You maintain TWO files:
File: {config}_analysis.md
- Append every iteration's full log entry
- Never read this file — it is for human record only
File: {config}_memory.md
- READ at start of each iteration
- UPDATE at end of each iteration
- Contains: established principles + current block iterations + strategy outcomes
- Fixed size (~300 lines max)
- Slot 0 (time_step=4): baseline (lr_node_homeo=1E-2, lr_emb_homeo=1E-3, data_augmentation_loop=1000)
- Slot 1 (time_step=16): baseline (lr_node_homeo=1E-2, lr_emb_homeo=1E-3, data_augmentation_loop=1000)

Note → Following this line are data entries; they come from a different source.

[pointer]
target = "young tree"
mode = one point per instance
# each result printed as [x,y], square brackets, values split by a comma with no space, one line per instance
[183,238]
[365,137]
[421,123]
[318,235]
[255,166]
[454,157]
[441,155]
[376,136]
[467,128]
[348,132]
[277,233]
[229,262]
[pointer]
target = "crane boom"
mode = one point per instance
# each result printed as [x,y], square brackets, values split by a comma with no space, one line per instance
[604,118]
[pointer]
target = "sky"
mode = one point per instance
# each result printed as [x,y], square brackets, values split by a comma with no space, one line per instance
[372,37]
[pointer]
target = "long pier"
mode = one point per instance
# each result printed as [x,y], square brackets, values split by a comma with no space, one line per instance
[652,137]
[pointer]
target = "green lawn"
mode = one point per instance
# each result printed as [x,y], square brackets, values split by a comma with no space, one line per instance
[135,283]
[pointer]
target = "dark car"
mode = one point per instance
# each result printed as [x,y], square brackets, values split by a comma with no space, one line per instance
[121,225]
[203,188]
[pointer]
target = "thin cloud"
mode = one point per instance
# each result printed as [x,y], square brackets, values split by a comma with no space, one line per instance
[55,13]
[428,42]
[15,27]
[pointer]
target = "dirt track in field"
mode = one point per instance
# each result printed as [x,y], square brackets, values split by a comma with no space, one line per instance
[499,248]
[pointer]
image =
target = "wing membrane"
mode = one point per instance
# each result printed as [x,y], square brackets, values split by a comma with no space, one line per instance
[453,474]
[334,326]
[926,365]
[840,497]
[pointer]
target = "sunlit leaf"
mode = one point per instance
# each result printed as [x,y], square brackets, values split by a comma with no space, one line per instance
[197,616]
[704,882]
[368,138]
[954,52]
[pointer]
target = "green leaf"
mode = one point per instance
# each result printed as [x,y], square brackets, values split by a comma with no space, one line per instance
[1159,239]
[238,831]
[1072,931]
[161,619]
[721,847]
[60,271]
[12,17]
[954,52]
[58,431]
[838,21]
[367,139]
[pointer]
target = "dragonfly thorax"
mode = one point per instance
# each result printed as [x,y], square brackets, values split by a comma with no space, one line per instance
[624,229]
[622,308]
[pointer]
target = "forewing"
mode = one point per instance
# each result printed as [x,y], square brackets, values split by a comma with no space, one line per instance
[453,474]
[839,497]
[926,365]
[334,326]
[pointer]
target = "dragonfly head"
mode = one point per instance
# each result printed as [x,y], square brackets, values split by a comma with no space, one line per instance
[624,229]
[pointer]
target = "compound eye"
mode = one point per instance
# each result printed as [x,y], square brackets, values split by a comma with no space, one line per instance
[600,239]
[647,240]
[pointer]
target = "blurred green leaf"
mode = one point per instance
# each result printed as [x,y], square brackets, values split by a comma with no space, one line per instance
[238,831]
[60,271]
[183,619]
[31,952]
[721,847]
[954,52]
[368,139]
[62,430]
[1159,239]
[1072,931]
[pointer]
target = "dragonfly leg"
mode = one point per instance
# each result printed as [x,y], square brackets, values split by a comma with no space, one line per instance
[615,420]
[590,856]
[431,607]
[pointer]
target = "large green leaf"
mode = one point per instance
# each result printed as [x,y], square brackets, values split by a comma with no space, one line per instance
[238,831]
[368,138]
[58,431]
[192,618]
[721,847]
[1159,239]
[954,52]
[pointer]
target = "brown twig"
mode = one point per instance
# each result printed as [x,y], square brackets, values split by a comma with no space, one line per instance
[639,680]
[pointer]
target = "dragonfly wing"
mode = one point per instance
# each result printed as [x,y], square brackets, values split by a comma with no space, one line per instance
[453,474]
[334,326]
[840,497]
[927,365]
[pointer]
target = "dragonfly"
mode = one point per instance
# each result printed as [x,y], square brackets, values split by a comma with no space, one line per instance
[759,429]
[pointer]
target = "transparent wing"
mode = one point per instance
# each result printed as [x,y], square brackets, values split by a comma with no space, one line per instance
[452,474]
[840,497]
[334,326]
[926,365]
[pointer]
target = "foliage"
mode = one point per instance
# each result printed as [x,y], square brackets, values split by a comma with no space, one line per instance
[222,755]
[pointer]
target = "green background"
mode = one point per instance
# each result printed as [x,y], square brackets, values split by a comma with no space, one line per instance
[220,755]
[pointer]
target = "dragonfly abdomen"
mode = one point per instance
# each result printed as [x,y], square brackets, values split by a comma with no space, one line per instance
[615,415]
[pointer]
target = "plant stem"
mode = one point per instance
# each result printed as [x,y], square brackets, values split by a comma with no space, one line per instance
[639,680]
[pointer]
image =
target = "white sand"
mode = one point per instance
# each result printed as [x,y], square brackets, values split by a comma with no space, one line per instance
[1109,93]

- Slot 2 (time_step=32): baseline (lr_node_homeo=1E-2, lr_emb_homeo=1E-3, data_augmentation_loop=1000)
- Slot 3 (time_step=64): baseline (lr_node_homeo=1E-2, lr_emb_homeo=1E-3, data_augmentation_loop=1000)
- Which rollout length works best? Longer rollouts accumulate more homeostatic signal but have noisier gradients. Compare avg_slope_ratio across slots.
- LR magnitude: Does MLP_node need 1E-1 to escape zero, or is 1E-2 sufficient?
- Training duration: How many iterations before slopes converge? Is 1000 enough or do we need 5000?
- Code strategy: If hyperparameter-only exploration fails across all slots, which literature strategy (1-8) breaks the deadlock?